Forgot password - script - please help my first month in php

PHP
1

I have recently decided to take the plunge and try my hand at php, Ia m enjoying it and I have so far created a login/logout and register page.

But I am having trouble with the forgot password script. Please can you help and be kind as it is my first time posting.
This is the error that i am getting Warning: mysql_fetch_array(): supplied argument is not a valid MySQL result resource in


<?php

if (isset($_POST['submit']))
{	
	
	mysql_connect("host", username", "password") or die("could not connect to the database");
	mysql_select_db("db_name") or die("could not select database");

	
	$username = $_POST['username'];
	$email = $_POST['email'];

	
	$sql = mysql_query("SELECT * FROM `users` WHERE `username` = '$username' AND `email` = '$email'");
	$result = mysql_num_rows($sql);

	
	if (!$result)
	{
		die (mysql_error());
	}

	
	if ($result == 1)
	{
		$rows = mysql_fetch_array($result);
		$password = $rows['password'];
		$email = $rows['email'];
		$subject ="Password request";
		$header = "from: omarmuzaffar@live.co.uk";
		$body = "Your password is " . $password;

		mail ($email, $subject, $header, $body);
		print("an email containning the password has been sent to you");
	}else
	{
		echo ("No such user exists in the system. Please try again");
	}

}

?>

<html>
<head>
	<title>
		forgot password form
	</title>
</head>
	<body>
		<form action = "<?php $_SERVER['PHP_SELF'];?>" method = "POST">
			<p>
				<label for = "username">Username:</label>
				<input type = "text" name = "username" />
			</p>
			<p>
				<label for = "email">Email:</label>
				<input type = "text" name = "email" />
			</p>
			<p>
				<input type = "submit" name="submit" />
				<input type = "reset" name = "reset" />
			</p>
		</form
	</body>
</html>
2

You have provided inappropriate resources to mysql_fetch_array() , it should be query result you have given the number of mysql query-result.

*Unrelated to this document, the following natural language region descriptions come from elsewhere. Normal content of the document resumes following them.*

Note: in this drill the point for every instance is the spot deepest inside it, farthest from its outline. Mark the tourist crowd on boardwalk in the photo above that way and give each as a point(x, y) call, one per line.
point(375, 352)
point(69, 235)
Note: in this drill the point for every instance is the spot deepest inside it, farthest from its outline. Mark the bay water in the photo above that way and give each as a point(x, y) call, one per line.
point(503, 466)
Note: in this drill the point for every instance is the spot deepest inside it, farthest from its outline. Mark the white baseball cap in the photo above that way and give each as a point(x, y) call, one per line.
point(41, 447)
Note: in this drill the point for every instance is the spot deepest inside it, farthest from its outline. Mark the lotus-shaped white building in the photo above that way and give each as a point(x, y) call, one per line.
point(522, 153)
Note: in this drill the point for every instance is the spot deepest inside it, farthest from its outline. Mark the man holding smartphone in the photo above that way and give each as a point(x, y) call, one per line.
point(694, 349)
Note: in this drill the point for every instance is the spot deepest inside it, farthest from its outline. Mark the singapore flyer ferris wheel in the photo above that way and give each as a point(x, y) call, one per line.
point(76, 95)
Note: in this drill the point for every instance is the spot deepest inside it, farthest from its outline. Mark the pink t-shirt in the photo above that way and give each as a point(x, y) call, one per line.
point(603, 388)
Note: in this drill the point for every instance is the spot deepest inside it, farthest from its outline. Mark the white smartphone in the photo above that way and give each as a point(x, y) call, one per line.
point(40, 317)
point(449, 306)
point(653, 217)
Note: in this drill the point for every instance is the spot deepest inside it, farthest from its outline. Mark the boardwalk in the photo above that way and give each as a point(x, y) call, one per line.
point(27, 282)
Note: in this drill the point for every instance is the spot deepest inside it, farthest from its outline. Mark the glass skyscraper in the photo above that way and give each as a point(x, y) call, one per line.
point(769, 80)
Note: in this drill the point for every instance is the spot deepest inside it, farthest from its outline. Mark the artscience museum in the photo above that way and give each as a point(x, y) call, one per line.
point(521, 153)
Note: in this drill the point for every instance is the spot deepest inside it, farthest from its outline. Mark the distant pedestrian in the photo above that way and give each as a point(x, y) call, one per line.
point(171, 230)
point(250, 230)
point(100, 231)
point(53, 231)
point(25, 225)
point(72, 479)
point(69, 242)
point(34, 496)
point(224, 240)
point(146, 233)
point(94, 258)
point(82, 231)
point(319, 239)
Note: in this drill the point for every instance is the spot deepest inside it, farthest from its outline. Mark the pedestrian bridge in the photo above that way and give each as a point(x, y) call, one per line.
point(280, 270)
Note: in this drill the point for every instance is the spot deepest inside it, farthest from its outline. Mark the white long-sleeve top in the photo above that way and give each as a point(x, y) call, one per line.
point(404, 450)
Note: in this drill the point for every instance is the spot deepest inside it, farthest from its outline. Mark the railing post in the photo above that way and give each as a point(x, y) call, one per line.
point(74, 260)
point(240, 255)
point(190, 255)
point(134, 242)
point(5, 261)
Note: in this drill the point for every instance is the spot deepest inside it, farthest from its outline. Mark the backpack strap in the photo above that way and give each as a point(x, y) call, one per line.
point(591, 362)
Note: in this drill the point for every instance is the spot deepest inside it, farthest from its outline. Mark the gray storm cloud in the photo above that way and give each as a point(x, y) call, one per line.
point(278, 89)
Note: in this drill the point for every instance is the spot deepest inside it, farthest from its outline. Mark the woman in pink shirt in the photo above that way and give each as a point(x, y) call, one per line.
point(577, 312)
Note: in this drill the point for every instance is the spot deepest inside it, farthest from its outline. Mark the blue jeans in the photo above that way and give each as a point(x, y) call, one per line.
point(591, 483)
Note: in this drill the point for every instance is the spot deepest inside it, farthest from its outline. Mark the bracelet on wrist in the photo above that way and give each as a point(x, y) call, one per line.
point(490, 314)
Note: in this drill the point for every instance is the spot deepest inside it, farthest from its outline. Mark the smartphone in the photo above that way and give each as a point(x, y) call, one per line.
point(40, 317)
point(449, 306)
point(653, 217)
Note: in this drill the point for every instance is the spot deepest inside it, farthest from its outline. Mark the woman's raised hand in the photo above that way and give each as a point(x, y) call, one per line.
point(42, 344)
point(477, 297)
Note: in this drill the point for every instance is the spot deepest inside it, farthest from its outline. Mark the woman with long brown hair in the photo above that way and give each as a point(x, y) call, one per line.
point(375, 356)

correction : $rows = mysql_fetch_array($sql);

3 
<?php

// for your development, set to true.
// When in production, set to false
define('DEBUGMODE', 'true');

...
// avoid SQL injection
$username = e($username);
$email = e($email);
$sql = mysql_query("SELECT * FROM `users` WHERE `username` = '$username' AND `email` = '$email'") or die( DEBUGMODE ? mysql_error() : 'Server error' );
...

function e( $s ) {
    $s = stripslashes($s);
    return mysql_real_escape_string($s);
}

?>
4

Thank you so much it works but the only thing is that as i mentioned before the mail does not get sent and the message with print does not get sent

5

are you testing it on local server ?
because as i know it doesn’t work on local server.

6

WHooo hoo!!! Thanks for the help rich. It works now

7

thanks for such a reply.this will encourage me to help others too if i could do so.